Local broadcaster Nexstar grew its digital marketing and agency services revenue 38 percent to $62 million in the first quarter of 2018, representing more than 10 percent of the broadcaster’s quarterly revenue.
“I think there’s a lot of room to grow here,” said Anthony Katsur, svp of platforms at Nexstar. “We’re your one-stop shop for local, SEM [search engine marketing], social, and video.”
Nearly one-third of the publisher respondents to a survey by the Local Media Association said digital marketing services like SEO, website design, native ads and social media management were their top growth opportunity. Another 60 percent said those services were a top-three opportunity. Nearly two thirds said that side of their business was profitable.

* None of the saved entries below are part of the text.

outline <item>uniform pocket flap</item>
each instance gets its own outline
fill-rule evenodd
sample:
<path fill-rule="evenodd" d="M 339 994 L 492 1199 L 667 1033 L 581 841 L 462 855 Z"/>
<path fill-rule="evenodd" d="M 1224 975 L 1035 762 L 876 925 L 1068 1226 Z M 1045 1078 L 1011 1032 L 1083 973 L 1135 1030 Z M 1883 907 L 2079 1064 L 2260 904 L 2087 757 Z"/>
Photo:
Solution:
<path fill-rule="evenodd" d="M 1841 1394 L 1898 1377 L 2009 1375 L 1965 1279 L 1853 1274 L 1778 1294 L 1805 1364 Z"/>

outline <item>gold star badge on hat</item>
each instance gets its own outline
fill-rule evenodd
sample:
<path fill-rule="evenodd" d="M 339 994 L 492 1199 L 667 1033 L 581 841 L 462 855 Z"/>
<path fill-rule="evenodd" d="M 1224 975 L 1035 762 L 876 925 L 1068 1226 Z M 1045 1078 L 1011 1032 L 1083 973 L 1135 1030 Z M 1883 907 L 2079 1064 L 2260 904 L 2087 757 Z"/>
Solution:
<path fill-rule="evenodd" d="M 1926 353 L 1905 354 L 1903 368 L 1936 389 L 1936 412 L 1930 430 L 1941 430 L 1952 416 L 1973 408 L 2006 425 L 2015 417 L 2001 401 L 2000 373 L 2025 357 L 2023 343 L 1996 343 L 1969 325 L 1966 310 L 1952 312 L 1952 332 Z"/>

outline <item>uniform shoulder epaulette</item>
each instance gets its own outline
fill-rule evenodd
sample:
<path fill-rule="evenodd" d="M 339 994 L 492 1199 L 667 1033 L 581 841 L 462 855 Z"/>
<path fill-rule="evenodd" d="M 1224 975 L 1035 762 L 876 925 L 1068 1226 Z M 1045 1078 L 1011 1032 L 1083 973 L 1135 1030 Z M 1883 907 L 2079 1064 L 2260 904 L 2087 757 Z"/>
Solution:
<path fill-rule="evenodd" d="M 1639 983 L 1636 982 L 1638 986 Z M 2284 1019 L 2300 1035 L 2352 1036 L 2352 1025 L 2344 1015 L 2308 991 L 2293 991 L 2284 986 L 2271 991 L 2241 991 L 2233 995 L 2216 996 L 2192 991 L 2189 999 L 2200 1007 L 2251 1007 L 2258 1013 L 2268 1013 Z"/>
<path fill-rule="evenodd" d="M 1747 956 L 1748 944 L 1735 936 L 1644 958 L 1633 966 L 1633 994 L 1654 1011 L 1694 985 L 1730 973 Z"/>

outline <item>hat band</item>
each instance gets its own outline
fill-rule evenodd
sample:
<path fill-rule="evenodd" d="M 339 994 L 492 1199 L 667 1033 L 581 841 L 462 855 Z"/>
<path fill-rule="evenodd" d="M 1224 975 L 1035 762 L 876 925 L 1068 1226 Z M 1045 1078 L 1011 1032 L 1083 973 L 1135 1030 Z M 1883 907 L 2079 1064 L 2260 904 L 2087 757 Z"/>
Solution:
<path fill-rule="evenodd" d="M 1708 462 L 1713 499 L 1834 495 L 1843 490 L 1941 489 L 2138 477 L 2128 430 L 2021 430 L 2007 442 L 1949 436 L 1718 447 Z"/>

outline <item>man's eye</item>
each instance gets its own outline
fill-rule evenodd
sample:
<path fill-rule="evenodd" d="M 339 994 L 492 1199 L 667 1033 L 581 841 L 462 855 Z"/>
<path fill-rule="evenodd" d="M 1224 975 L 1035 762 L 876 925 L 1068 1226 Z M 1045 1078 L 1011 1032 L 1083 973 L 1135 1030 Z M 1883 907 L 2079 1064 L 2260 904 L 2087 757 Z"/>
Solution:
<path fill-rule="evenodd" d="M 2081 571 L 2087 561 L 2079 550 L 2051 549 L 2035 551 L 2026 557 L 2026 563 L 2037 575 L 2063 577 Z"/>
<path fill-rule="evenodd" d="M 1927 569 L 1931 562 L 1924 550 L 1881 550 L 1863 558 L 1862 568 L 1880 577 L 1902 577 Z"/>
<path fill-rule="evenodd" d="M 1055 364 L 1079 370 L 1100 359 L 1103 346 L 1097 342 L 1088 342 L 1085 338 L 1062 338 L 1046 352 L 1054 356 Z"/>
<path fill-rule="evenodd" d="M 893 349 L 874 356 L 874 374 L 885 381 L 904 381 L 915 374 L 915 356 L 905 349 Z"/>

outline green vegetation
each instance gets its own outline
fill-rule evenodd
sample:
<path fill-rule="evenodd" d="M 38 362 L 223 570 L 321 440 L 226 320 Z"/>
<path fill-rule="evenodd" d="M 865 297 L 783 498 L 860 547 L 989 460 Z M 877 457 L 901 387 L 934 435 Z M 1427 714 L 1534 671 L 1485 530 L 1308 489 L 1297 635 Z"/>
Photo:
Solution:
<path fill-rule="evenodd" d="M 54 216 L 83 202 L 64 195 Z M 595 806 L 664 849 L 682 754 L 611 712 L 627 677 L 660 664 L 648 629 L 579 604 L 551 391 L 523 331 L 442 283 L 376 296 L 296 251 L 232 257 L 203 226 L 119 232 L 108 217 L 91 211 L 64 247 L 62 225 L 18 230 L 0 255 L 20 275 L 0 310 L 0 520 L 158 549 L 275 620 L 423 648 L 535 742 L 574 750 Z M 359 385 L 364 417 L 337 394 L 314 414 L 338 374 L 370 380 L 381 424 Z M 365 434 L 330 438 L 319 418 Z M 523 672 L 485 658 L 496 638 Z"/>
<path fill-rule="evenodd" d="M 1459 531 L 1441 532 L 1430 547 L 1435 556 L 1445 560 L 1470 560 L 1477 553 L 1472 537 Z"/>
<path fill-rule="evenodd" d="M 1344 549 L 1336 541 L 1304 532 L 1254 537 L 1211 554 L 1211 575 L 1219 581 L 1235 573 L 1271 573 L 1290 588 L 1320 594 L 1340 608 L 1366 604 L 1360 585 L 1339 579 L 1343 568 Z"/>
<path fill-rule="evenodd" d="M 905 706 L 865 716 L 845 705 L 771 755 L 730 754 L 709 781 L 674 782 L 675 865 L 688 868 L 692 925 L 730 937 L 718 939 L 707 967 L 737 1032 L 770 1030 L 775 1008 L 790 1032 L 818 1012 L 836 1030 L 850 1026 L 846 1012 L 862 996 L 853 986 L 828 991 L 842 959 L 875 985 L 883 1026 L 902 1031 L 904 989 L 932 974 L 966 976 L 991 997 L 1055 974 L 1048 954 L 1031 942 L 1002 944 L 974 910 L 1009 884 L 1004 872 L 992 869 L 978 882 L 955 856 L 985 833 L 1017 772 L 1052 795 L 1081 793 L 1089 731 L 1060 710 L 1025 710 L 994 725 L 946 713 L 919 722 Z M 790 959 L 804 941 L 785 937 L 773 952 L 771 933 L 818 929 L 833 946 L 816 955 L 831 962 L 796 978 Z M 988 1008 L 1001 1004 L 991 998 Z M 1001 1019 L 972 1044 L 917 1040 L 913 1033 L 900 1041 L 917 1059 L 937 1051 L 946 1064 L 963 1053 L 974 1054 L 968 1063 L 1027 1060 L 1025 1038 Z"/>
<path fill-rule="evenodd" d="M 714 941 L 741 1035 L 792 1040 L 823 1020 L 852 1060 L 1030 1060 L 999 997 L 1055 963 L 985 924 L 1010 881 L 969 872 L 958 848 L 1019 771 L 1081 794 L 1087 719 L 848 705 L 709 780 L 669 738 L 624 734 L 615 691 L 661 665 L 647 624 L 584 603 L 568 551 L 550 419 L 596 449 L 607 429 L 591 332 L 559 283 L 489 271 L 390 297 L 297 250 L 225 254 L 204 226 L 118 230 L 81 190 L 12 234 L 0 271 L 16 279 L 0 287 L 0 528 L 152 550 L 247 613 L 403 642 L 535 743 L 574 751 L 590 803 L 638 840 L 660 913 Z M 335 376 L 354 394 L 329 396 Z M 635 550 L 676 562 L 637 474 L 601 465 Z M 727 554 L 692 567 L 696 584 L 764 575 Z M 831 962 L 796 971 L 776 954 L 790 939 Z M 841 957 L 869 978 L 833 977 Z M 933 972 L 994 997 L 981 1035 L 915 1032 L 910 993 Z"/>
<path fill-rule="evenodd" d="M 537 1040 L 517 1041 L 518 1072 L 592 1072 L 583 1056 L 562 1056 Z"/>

Local publishers have less competition for small marketers’ business than do national publishers. But local publishers also have more service needs that they’ll hand off to third parties.
“The path to making great inroads with the Fortune 1000 is really tricky,” said Jed Williams, chief innovation officer of the Local Media Association.
Local advertisers also have a wide range of business needs, which requires sales team to keep up with a menu that changes frequently. Katsur said that Nexstar’s COO spent nearly one quarter of 2017 on the road, putting the broadcaster’s local sales teams through two-day trainings that included a final exam.
Some agencies like Excelerate Digital, a marketing agency owned by newspaper chain McClatchy, try to serve businesses of all sizes. UpCurve, a group of services businesses owned by GateHouse Media, caters to small businesses. Most recently, it acquired Closely, a SaaS product that helps small businesses track their social and mobile presences of their competitors; and Contact Management Systems, a CRM service. Nexstar, which expanded its digital services when it acquired Media General in 2017, aims at bigger businesses, often in support of its core broadcast television advertising business.
The Local Media Association survey also showed homogeneity creeping into publisher offerings and margin pressure from competition. Upwards of three quarters of respondents offered the same services. One third of the services were offered by more than 90 percent of respondents.